SAS ridge trace plots have two panels. The top panel shows the VIF for each predictor with increasing values of the ridge parameter \(k\). Each VIF should decrease toward 1 with increasing values of k, as multicollinearity is resolved. We could see that VIF goes down greatly as the \(k\) increases to 1 here.
The bottom panel shows the actual values of the ridge coefficients with increasing values of \(k\).(SAS will automatically standardize these coefficients) \(\hat \beta\) will stablize as \(k\) increases. All the \(\hat \beta\) will shrink toward the null with increasing values of \(k\). Some even switch signs.
The last thing we have to solve is to pick up a proper \(k\). There are two popular ways to choose \(k\), the first method is invented by Hoerl and Kennard (1970). The formula to compute is: \(\hat k = \frac {\hat {\sigma^{2}}} {max \hat\alpha^{2}_{i}}\). They proved that there is always a value of lambda>0 such that \(MSE(\hat \beta(\hat k))<MSE(\hat \beta)\)

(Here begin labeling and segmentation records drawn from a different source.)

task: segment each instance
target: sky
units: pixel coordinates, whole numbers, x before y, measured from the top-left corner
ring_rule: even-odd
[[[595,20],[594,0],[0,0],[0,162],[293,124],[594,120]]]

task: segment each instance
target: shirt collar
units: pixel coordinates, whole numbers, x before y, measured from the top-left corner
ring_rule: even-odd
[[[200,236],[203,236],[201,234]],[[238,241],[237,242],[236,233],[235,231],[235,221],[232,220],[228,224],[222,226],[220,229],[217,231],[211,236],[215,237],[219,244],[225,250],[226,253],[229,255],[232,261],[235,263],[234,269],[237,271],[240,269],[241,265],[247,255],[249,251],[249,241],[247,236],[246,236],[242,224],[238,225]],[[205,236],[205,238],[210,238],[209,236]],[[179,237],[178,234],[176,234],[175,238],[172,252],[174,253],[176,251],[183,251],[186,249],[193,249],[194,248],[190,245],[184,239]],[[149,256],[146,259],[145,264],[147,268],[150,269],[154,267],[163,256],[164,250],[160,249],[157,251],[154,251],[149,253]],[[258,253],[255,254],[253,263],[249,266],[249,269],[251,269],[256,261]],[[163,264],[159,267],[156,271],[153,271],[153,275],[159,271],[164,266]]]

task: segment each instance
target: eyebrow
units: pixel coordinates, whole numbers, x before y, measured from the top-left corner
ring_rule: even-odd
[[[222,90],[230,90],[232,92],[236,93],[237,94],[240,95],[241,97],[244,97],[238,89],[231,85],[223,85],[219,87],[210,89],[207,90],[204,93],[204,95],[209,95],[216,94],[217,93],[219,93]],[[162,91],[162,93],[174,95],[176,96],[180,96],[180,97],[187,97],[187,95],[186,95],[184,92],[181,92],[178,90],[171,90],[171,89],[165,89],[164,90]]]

However, determining the ideal value of lambda is impossible, because it ultimately depends on the unknown parameters. Thus, we use a graphical means of selecting \(k\) here. Estimated coefficients and VIFs are plotted against a range of specified values of \(k\).
We choose \(k\) which stabilizes and leads to coefficients with reasonable values, and ensure that coefficients with improper signs at \(k=0\) have switched to the proper sign. According to the traces of \(k\) above, we could choose 20 as \(k\).